Was it effective? For every dollar invested in low code solutions, $50 in savings were realized, Ms. Burr said.
The Food and Drug Administration receives 200,000 regulatory submissions every year, director, Office of Business Informatics at the Center for Drug Evaluation and Research Hilmar Hamann said. As dozens of staff process those submissions they repeat between 50 and 100 tasks per case.
Begin by recognizing the scope of your goals for low code implementation, Mr. Hamann advised. Think enterprise and not piecemeal. Invest in training, including that offered by Appian, which can range from one to 10 days. It helps to foster buy-in.
“The number one challenge is buy-in,” Appian’s industry vice president for the public sector Jason Adolf confirmed. “The complexities of governments buying anything means just because it’s a good idea doesn’t mean I can actually do it.”
There will be conversations with other departments, but make sure they are properly framed, the National Oceanic and Atmospheric Administration’s CIO for National Marine Fisheries Service Roy Varghese said. Low code platforms allow the purchasing body to quickly get the core technology in place so the software development team can focus on implementation and articulating value.

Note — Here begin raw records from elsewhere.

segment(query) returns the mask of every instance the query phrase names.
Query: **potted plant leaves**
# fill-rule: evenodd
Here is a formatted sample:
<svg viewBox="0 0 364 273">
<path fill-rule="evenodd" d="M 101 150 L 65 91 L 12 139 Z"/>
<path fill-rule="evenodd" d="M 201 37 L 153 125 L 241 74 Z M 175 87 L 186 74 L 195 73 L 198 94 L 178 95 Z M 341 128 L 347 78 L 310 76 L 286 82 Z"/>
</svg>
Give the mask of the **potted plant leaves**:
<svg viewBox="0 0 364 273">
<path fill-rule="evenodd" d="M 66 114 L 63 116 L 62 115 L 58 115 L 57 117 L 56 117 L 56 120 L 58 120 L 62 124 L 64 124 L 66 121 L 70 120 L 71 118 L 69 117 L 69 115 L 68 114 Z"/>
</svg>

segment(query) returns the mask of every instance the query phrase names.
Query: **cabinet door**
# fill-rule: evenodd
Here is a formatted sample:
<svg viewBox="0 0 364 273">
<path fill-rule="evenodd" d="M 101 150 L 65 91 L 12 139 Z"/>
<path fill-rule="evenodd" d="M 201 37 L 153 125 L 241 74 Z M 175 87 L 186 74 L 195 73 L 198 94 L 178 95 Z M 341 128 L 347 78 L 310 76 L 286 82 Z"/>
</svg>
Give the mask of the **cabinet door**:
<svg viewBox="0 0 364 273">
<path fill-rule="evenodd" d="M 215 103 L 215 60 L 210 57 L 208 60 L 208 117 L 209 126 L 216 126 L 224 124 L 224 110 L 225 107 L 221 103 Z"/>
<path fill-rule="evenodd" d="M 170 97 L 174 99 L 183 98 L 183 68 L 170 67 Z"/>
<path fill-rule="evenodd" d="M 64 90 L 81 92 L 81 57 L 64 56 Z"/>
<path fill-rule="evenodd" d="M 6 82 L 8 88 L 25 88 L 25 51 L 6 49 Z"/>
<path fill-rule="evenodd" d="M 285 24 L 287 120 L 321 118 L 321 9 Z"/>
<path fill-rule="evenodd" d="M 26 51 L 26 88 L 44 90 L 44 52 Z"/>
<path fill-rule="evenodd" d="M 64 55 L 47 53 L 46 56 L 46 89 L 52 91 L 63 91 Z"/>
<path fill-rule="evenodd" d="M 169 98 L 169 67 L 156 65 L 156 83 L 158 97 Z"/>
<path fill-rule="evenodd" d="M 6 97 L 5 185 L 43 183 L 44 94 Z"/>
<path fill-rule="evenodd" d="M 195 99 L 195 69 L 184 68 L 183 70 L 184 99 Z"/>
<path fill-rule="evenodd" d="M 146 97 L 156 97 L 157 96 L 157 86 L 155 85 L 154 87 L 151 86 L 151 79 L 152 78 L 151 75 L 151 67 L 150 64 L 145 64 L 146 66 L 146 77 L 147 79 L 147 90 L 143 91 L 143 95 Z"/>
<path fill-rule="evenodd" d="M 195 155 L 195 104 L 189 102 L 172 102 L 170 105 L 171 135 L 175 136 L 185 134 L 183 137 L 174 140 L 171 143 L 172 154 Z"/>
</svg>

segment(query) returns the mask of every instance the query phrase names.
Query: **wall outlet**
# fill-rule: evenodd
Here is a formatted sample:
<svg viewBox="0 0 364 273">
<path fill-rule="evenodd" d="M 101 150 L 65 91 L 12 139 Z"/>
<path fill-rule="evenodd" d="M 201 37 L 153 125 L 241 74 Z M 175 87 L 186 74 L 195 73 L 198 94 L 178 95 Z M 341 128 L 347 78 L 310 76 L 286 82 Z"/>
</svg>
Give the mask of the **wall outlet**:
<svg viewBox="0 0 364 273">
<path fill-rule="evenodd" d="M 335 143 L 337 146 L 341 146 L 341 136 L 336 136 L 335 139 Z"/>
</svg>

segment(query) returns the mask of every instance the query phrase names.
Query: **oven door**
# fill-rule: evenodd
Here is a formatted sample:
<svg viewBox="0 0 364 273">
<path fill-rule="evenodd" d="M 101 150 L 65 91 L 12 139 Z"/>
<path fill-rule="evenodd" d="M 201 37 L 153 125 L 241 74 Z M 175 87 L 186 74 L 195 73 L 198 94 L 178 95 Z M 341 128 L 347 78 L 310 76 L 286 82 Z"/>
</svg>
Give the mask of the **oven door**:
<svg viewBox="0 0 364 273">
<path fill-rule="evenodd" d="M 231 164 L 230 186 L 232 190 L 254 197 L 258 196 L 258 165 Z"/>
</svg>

When discussing systems modifications with other departments, the conversation was not about low code but of they key business problems which need to be solved.
“It allows you to be efficient in business processes so you can drive the science,” Mr. Varghese said.
The Federal Transit Administration built its Transit Award Management System (TrAMS) with Appian technology, Marianne Bowen said. Even though her agency now sees a higher volume of applications, processing time has been cut by 25 per cent and most grants are now awarded in the same fiscal year as the application.
On the reverse, dealing with the public sector is very different than working with private industry, Mr. Adolf said. The cost to the vendor is much higher and procedures are drawn out. Producing buy-in on a process that could take years to complete is delicate when budgets are developed annually.
Make good use of those drawn out periods, Mr. Adolf advised. Address security and other back-end issues so they are ready as implementation day nears.
Dealing with governments also has its advantages, Mr. Adolf added. Many contracts are one year with four options so if you do well you have some certainty. Use cases also translate well from municipality to municipality, region to region and even country to country.
“They basically do the same things,” Mr. Adolf said. “It’s been very good to us.”
Other quick tips:
Give ample time to migrate data from old systems;
Address security issues such as access levels up front;
Prioritize early delivery over perfection: and
Use customer feedback to enhance the application.